Citation

  • Authors: Zhang, B., Lai, G., Wu, J., Sun, R., Xu, R., Yang, X., Qi, Y., Zhao, Y.
  • Year: 2016
  • Journal: Endocrine 54 371-382
  • Applications: in vitro / DNA / jetPRIME
  • Cell type: INS-1E
    Description: Rat pancreatic beta-cell
    Known as: INS 1, INS1

Abstract

We previously generated cytochrome P450 4F2 (CYP4F2) transgenic mice that have high levels of 20-hydroxyeicosatetraenoic acid (20-HETE) production; these mice exhibit both hypertension and hyperglycemia without insulin resistance.
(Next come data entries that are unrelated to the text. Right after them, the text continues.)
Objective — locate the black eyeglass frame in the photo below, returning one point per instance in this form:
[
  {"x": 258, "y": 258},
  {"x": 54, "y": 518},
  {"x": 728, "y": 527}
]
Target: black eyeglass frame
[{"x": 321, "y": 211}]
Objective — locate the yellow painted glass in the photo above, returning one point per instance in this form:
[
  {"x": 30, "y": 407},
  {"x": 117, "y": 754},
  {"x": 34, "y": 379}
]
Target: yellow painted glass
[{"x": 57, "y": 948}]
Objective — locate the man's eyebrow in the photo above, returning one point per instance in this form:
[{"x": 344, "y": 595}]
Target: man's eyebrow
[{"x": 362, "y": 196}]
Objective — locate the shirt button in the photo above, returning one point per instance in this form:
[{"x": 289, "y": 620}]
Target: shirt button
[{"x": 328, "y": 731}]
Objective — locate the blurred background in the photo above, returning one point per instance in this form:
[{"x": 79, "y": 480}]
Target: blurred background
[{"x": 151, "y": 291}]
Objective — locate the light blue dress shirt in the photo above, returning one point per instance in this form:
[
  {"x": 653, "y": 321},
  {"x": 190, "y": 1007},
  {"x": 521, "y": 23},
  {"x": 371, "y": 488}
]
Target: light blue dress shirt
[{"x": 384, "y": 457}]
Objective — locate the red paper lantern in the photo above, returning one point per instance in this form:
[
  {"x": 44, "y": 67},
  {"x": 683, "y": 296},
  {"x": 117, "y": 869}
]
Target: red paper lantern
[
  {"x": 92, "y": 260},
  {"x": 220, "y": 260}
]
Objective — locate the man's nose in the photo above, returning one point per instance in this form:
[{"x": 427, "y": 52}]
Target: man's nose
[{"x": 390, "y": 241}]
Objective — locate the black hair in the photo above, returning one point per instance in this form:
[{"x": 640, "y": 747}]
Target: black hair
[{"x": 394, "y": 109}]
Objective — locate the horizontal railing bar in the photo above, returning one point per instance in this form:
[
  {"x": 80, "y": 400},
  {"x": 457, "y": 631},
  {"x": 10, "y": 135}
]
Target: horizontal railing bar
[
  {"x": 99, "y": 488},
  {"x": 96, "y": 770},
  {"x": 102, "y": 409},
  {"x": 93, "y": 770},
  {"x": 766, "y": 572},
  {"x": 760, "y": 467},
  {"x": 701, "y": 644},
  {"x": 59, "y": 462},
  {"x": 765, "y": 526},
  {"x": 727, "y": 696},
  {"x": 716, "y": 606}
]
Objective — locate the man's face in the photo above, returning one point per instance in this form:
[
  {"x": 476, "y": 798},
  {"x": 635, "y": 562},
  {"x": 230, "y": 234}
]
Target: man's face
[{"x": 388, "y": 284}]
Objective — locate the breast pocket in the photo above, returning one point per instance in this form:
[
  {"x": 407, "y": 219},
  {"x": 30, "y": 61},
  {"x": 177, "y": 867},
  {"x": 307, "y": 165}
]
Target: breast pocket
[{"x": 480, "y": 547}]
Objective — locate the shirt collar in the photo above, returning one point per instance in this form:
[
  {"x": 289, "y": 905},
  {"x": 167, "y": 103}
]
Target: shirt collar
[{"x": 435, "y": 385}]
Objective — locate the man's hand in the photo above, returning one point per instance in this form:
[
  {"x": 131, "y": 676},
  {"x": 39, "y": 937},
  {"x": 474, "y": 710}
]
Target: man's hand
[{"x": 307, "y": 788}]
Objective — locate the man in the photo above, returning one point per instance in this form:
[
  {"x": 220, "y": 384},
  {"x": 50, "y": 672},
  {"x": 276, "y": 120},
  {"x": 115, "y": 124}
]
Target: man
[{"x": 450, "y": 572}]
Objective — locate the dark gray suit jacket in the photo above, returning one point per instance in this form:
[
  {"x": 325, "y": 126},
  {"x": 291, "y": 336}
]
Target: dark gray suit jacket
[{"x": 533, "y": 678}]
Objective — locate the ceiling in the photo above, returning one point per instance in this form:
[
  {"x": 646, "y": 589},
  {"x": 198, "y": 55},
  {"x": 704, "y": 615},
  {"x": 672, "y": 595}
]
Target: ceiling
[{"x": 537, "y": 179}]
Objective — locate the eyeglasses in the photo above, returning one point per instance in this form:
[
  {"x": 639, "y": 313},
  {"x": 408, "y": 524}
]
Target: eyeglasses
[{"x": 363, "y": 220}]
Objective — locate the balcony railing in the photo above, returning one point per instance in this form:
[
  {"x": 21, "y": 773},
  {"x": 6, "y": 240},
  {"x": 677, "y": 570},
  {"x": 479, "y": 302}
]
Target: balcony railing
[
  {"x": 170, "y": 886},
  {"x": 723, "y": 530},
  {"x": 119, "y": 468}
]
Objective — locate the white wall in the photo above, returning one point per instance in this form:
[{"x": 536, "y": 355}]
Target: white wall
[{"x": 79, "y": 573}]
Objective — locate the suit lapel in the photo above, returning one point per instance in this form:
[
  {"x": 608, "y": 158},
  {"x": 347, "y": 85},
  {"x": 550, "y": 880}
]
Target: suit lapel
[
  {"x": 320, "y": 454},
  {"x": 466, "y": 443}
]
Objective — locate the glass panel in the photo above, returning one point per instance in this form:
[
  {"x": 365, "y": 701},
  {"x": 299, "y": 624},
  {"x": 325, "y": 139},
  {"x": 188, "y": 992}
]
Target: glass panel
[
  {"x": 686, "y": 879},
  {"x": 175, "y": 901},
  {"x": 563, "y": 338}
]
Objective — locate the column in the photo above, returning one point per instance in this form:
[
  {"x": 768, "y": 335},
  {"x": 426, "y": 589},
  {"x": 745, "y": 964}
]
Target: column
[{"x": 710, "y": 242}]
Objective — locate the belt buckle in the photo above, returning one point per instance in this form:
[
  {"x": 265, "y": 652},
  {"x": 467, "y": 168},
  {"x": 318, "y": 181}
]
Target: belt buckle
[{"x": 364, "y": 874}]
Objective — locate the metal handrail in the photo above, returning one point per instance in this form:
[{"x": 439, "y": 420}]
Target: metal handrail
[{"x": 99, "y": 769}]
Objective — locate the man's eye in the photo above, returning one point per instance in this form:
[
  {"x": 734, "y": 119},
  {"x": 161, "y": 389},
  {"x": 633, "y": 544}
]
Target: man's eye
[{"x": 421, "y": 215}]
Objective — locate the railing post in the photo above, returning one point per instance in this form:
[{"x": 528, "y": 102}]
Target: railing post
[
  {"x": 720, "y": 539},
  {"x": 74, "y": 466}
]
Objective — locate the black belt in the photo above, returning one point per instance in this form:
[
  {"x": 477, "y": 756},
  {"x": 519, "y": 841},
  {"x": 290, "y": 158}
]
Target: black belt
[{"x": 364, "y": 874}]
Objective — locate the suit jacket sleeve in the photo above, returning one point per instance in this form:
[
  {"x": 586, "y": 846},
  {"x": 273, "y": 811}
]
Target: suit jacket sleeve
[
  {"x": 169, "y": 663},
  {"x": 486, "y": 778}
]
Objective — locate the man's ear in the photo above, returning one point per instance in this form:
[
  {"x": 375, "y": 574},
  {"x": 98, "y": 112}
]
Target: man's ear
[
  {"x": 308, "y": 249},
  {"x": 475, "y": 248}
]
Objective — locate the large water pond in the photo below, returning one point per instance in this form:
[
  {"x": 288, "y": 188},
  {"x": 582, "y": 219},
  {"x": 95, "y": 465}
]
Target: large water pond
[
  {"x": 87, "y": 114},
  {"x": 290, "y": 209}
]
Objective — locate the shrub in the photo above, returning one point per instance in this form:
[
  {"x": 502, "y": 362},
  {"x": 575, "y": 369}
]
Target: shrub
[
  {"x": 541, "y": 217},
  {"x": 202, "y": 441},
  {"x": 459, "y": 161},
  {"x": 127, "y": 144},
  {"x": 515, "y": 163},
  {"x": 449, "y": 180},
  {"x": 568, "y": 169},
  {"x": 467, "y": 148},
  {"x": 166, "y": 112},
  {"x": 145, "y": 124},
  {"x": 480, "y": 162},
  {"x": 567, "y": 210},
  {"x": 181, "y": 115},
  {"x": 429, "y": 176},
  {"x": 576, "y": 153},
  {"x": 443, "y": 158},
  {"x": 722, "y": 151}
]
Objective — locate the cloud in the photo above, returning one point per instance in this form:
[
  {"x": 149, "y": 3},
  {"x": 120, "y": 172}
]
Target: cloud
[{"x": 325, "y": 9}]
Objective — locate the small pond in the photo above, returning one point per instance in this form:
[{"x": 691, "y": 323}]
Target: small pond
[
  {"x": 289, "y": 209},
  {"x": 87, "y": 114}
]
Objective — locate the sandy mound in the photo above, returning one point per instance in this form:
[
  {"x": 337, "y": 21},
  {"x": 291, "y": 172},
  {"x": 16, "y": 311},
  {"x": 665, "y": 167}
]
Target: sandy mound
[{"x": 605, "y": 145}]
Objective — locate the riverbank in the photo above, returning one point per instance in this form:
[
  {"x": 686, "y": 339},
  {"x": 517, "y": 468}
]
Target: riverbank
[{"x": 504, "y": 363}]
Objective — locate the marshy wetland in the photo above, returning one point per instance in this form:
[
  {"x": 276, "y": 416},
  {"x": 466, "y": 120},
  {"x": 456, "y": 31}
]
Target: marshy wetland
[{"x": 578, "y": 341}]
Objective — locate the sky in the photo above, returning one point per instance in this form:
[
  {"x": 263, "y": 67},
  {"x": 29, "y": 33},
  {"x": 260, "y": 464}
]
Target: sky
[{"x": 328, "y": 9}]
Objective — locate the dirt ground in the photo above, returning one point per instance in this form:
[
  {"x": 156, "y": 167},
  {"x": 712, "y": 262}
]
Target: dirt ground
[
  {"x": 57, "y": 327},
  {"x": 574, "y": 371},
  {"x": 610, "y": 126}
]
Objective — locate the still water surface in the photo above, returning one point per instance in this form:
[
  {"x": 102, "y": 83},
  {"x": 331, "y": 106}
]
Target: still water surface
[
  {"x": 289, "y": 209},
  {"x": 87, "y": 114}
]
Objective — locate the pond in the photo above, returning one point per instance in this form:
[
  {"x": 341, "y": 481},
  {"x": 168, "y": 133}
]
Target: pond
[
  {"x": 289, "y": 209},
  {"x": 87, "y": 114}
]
Currently, it is unclear whether and how 20-HETE affects insulin secretion, thus resulting in hyperglycemia. In this study, we found that 20-HETE attenuated glucose-stimulated insulin secretion (GSIS) in CYP4F2 transgenic mice as well as in rat insulinoma INS-1E cells treated with 0.5 muM 20-HETE. HET0016, a selective inhibitor of 20-HETE synthesis, reversed the reduction in GSIS leading to a decrease in blood glucose in the transgenic mice. Furthermore, the expression of glucose transporter 2 (Glut2), Ser473 phosphorylation of protein kinase B (AKT), and Ser9 phosphorylation of glycogen synthase kinase-3beta (GSK-3beta) were decreased in CYP4F2 transgenic mice compared with wild-type mice. In vitro experiments in INS-1E cells revealed that 20-HETE activated the AKT/GSK-3beta pathway and thereby decreased Glut2 expression by inhibiting activator protein 1 (AP-1). TWS119, a GSK-3beta selective inhibitor, blocked the 20-HETE-mediated reduction in Glut2 expression. Therefore, we concluded that 20-HETE inhibition of Glut2 contributes to the reduction in GSIS, at least in part, through the AKT/GSK-3beta/AP-1/Glut2 pathway.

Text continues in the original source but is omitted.